One way to look at it is this: if y= mx+ b is the equation of a line, then the slope, m, is the tangent of the angle, \theta, the line makes with the x-axis. If two lines are perpendicular then they form a right triangle with the x-axis as hypotenuse. The angle one of the lines makes with the x- axis, say \theta, will be acute, the other, \phi, will be obtuse.
Looking over this I see I have used the wrong words.
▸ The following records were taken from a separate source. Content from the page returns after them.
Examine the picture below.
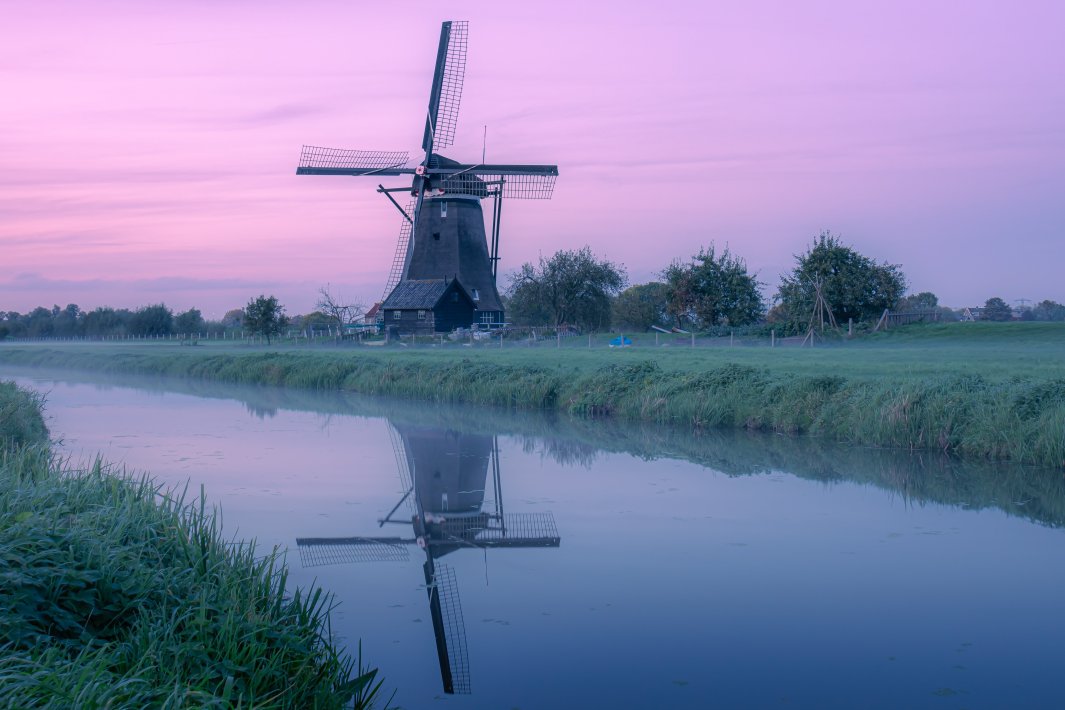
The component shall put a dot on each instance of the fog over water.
(582, 563)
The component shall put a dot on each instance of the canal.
(488, 559)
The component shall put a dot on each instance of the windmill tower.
(444, 475)
(443, 236)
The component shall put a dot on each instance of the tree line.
(714, 289)
(710, 290)
(261, 316)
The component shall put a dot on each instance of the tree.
(713, 290)
(233, 318)
(1048, 311)
(264, 316)
(341, 311)
(571, 287)
(996, 309)
(855, 286)
(922, 301)
(152, 320)
(107, 322)
(641, 307)
(190, 322)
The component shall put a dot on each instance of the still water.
(554, 563)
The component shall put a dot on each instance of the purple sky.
(149, 149)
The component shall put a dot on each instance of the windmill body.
(445, 475)
(443, 238)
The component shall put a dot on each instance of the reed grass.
(992, 391)
(115, 593)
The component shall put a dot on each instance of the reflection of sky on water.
(674, 585)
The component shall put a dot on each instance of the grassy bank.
(115, 593)
(994, 391)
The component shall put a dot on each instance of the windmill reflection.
(445, 477)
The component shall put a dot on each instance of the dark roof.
(415, 294)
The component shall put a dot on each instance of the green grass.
(115, 593)
(21, 422)
(994, 391)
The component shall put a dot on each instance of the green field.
(993, 391)
(115, 593)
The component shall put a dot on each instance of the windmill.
(444, 475)
(443, 235)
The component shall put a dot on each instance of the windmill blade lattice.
(323, 551)
(395, 274)
(447, 613)
(523, 186)
(451, 86)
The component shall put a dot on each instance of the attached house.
(422, 307)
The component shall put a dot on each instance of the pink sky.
(149, 149)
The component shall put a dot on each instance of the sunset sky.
(149, 149)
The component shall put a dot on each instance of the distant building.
(427, 306)
(373, 316)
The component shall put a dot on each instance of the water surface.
(591, 564)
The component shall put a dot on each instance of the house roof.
(415, 294)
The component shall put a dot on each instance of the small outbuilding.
(421, 307)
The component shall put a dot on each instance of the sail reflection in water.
(444, 475)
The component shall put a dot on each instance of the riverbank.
(117, 593)
(990, 391)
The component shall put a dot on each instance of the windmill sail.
(315, 160)
(323, 551)
(448, 627)
(403, 251)
(446, 93)
(527, 182)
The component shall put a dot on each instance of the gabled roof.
(422, 294)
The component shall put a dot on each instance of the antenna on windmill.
(435, 247)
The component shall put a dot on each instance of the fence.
(511, 337)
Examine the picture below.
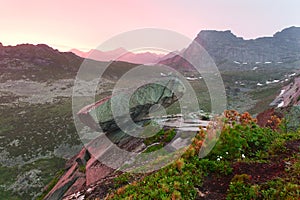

I meant that one will be less that or equal to 45 degrees, the other larger than or equal to 45 degrees.
The angles inside that right triangle will be \theta and \pi- \phi and we must have \theta+ (\pi- \phi)= \pi/2 so that \phi- \theta= \pi/2.
Now use tan(a+ b)= \frac{tan(a)+ tan(b)}{1- tan(a)tan(b)} with a= \phi and b= -\theta:
tan(\phi- \theta)= \frac{tan(\phi)- tan(\theta)}{1+ tan(\phi)tan(\theta)}= tan\left(\frac{\pi}{2}\right)
But tan(\pi/2) is undefined! We must have the fraction on the left undefined which means the denominator must be 0: 1+ tan(\theta)tan(\phi)= 0 so that tan(\theta)tan(\phi)= -1 and that last is just "mm'= -1".